Berrelhas volta a aceitar passes gratuitos do MUV a partir de amanhã
A empresa Berrelhas vai voltar a aceitar os passes gratuitos do MUV que dizem respeito aos estudantes sub-18 e sub-23, bem como aos antigos combatentes, anunciou hoje a Câmara de Viseu. A medida entra em vigor a partir de amanhã.
"No seguimento da informação que a empresa Berrelhas de Camionagem, Lda., responsável pela concessão dos transportes públicos MUV do concelho de Viseu, veiculou sobre a não aceitação de passes sub-18, sub-13 e antigo combatente, adquiridos de forma gratuita, a partir de 1 de fevereiro, pelo “não pagamento por parte das entidades competentes desde o mês de setembro de 2024 até esta data”, e atendendo aos transtornos causados junto dos utilizadores, o Município de Viseu reuniu hoje com a operadora e, após o diálogo, ambas as entidades chegaram a um entendimento para que a situação possa ser regularizada", refere a autarquia em comunicado.
Desta forma, a empresa volta a aceitar os passes gratuitos, "uma vez que hoje, por questões logísticas/operacionais, não será possível fazê-lo".

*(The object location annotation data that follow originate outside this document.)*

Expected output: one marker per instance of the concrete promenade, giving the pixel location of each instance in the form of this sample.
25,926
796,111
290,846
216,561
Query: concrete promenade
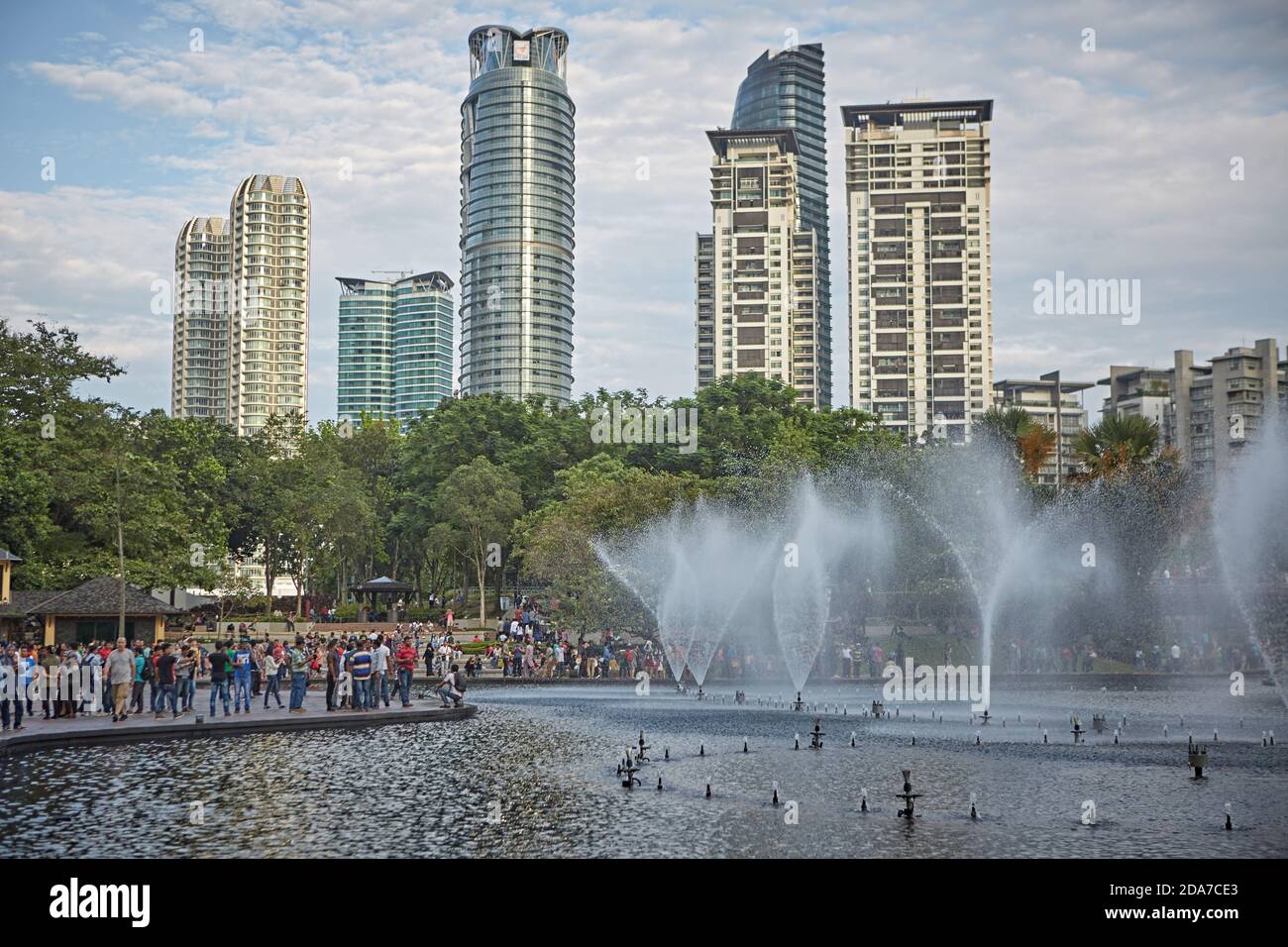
98,729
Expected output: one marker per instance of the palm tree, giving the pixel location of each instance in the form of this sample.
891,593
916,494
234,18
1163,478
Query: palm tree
1034,446
1030,441
1119,444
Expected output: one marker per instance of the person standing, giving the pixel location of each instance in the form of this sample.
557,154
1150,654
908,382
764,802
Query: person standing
11,688
243,661
406,659
451,688
334,663
166,681
299,659
218,665
360,667
269,676
67,684
185,668
381,667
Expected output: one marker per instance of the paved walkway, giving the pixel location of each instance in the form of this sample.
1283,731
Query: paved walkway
91,729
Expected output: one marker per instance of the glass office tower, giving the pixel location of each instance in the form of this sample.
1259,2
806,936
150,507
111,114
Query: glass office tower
395,346
423,343
365,382
516,215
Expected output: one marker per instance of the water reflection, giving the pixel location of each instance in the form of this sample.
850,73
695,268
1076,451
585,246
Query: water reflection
542,759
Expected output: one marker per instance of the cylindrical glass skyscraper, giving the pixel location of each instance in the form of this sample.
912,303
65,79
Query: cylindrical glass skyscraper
516,215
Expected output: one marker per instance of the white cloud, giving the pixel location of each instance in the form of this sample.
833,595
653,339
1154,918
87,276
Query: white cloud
1111,163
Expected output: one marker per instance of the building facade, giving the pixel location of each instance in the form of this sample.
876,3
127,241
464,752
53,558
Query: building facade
1056,403
198,376
395,346
241,302
1138,390
516,215
917,182
758,269
786,89
424,312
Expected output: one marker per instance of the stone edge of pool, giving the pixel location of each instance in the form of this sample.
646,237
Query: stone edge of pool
25,742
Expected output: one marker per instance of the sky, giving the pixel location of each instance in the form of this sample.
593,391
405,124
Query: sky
1159,157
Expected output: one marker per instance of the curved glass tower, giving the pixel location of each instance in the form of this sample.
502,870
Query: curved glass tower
785,90
516,215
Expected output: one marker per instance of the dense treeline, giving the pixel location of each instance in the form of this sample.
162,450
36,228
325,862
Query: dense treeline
476,491
489,492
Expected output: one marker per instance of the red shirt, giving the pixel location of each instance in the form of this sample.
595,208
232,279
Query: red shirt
406,657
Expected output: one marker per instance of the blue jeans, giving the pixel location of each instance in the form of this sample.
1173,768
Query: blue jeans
218,688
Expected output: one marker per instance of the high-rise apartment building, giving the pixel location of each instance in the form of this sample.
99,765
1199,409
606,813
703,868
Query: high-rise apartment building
241,328
395,346
198,377
516,215
917,192
785,89
269,226
424,316
365,361
1056,403
1138,390
1209,412
758,270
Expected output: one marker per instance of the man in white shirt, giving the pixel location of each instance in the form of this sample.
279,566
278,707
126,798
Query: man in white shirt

Estudantes pagaram hoje tarifa diária
De Rio de Loba para o Rossio ou de Abraveses até ao edifício da Segurança Social. Percursos diários que também custaram hoje um bilhete diário aos estudantes com passes sub-18 e sub-23, bem como aos antigos combatentes de Viseu, que utilizaram os autocarros do MUV. O Diário de Viseu saiu à rua esta manhã para perceber o impacto da medida entre os alunos da cidade, que entrou em vigor a 1 de fevereiro.
“Eu costumo andar de autocarro e vi numa publicação do instagram que o passe do estudante não ia ser mais válido. Paguei 1,05 euros”, disse João Victor, estudante de 17 anos, ao nosso Jornal.
Um testemunho repetido por Madalena Carvalho, de 15 anos, que costuma circular no autocarro que parte de Rio de Loba. Pagou 75 cêntimos e contou-nos que "o motorista disse-nos que hoje íamos ter que pagar bilhete e não estranhei". Ao lado, Francisca Alves, também de 15 anos, conseguiu boleia dos pais porque "não sabia como ia ser". "Apanho o autocarro quase todos os dias, mas como não sabia se o passe ia dar, acabei por vir para a escola com os meus pais para não ter de pagar", disse.